Adler sold me, and his brief account of Frederic Brown’s writing life — “a man who often told his wife he hated writing” — did the same for a man he compares to Hammett “and other crime icons.”  I look forward to the ABE copy, which I’m getting for under $5, shipped.  An excellent service, that.

Man or Superman?

Here’s a site devoted to B.O. as Him Whom We Have Been Waiting For, spouting in millenarian fashion and being received in the same spirit.  Prominent is this quote:

“… a light will shine through that window, a beam of light will come down upon you, you will experience an epiphany … and you will suddenly realize that you must go to the polls and vote for Obama” – Barack Obama, Lebanon, New Hampshire.
January 7, 2008.

[Frantic update: If he said this in New Hampshire or anywhere else, this web site is the only one who reported it, or heard it, for that matter.  In short, it’s a gag.]

[Another update: Hillary does it too:

In Rhode Island, Hillary Clinton took on the Obamamania that has swept Democratic primary electorates by directly ridiculing the speeches of her opponent as unrealistic appeals by someone posing as a secular saint. “Now I could stand up here and say: Let’s get everybody together. Let’s get unified. The skies will open. The lights will come down. And you know the celestial choirs will be singing. And everyone we know will do the right thing. And the world will be perfect,” Mrs. Clinton said with bitter sarcasm.

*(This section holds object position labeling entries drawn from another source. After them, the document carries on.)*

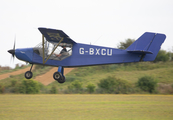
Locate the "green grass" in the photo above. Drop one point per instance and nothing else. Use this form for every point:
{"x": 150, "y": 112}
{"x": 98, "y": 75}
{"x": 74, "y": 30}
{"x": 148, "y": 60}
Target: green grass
{"x": 86, "y": 107}
{"x": 161, "y": 71}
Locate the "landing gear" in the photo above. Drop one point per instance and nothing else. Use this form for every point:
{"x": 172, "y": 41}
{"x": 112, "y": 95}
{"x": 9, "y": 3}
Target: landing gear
{"x": 28, "y": 74}
{"x": 58, "y": 76}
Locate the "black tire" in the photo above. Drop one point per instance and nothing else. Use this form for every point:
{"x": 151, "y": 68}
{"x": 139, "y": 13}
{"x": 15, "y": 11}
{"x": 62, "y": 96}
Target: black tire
{"x": 58, "y": 77}
{"x": 28, "y": 75}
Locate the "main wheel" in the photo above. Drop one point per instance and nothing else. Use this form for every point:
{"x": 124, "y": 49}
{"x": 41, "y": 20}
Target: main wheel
{"x": 58, "y": 77}
{"x": 28, "y": 75}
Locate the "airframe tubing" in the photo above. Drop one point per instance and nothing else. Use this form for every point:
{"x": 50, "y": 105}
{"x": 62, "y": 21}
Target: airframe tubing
{"x": 53, "y": 50}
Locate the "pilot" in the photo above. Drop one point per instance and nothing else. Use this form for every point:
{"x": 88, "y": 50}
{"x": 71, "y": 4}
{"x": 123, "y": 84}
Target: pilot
{"x": 64, "y": 50}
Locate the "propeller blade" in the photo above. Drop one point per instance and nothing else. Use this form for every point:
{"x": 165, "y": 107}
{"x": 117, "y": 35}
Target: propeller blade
{"x": 12, "y": 51}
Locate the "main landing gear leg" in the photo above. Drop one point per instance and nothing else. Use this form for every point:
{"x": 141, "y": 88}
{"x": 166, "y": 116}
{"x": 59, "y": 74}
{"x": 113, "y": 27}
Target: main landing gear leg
{"x": 59, "y": 76}
{"x": 28, "y": 74}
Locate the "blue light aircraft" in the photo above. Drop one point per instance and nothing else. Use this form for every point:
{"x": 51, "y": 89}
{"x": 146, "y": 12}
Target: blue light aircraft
{"x": 145, "y": 48}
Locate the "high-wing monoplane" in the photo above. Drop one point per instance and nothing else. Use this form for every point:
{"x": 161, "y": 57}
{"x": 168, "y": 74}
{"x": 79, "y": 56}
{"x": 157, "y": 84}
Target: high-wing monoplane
{"x": 58, "y": 49}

[Peas in a pod, she and the Obama-as-Messiah fellow]

Reader Nancy Thorne:

What Obama really is is a throw back to a period of unenlightenment.  His change and reform are but camouflage for 1920 – 1930 hard core socialism and isolationism.   His campaign has become a dangerous movement.  Obama is wholly unqualified and is as radical as any person who has ever run for the presidency.  He’s a 1960’s anti-war war radical with the template of a college student.  His success would not bode well for the land of the free and the home of the brave. 
Two other readers so far (responding to my earlier e-mail blast), have wondered if he’s antichrist.  That’s not language I use, but to one of them, I replied:
As they say in far lesser circumstances, it’s scary.  The guy’s self-esteem is at the heart of it, I fear.
That is, he may really believe what he’s saying about himself.